We have used this infrastructure to inject load of up to 12k tps into
our system under test across a variety of journeys, including some which
simulate full user interaction with the platform, i.e. signin → modify
data → signout.
(Note that the provisioning of our test injection infrastructure is also
undercharacterized above: far more important than memory for the runners
is the bandwidth from them to the system under test – which is also less
straightforward to quantify in the than VM size. Our injectors and
system under test are colocated in the same datacentres, both on the
inside of the corporate firewall.
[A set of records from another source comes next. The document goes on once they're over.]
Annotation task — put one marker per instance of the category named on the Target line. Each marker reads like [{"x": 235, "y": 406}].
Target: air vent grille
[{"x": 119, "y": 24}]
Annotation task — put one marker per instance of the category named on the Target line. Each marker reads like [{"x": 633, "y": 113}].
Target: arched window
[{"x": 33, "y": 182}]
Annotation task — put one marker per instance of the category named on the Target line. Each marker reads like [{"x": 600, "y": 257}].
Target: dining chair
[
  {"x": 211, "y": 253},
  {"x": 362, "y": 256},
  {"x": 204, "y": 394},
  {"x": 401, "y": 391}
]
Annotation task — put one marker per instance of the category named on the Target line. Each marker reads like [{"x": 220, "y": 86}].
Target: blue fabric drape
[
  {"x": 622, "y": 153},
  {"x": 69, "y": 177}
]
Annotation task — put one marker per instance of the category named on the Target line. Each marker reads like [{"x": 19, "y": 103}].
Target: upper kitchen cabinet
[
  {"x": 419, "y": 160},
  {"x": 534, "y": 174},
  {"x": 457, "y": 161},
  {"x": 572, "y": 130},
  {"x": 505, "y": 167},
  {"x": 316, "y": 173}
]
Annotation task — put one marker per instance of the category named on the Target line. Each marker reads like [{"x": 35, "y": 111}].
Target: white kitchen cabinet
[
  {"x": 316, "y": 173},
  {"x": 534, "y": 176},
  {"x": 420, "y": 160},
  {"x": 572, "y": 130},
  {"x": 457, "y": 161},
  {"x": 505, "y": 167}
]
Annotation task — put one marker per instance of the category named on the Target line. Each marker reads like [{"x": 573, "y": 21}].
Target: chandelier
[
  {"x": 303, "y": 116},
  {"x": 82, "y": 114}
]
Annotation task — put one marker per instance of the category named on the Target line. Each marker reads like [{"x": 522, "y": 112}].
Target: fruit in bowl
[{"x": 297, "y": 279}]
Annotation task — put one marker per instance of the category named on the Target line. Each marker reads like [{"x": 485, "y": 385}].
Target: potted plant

This provides ample bandwidth for our
use case.)
We hope that this description of our usage will provide you with an idea
of the scale of infrastructure which mite requires to run, and will help
you to architect your deployment as well.
The Cloud
In addition to the traditional VM-based deployment described above, we
have also used mite in a “cloud” environment – specifically in a
kubernetes cluster. As above this is provisioned by the company, but
could just as easily be part of a hosted kubernetes offering such as
GKE.
In addition to the difference in the space into which the applications
are deployed, this environment also comes with a different release
cadence: continuous delivery is used with nightly NFT runs (recycling
the resources that are used to run CI testing during the day as
developers work on the code). Finally, the environment also has NFRs
that are roughly an order of magnitude larger than the traditional
VM-based one.
Mite as a distributed system made of discrete units is in many ways
well-adapted to such an environment. We have deployed it into the cluster
with the following resource allocations:
Component |
Replicas |
CPU |
Memory |
Controller |
1 |
2 |
500MB |
Duplicator |
1 |
2 |
100MB |
Exporter |
1 |
0.25 |
100MB |
Runner |
50 |
1 |
500MB |
Stats |
20 |
1 |
50MB |
For injecting loads of up to 22k tps, we have found 50 runners and 20
stats to be more than sufficient. (We have noted that the abstract
“CPU” is more performant in this environment than in the VMs in the
previous section.) As before, the network bandwidth used by mite in
this environment is not characterized; we have not run into problems
with our assumption that all the relevant pipes are fat enough for
within-cluster communication of the scale that we require.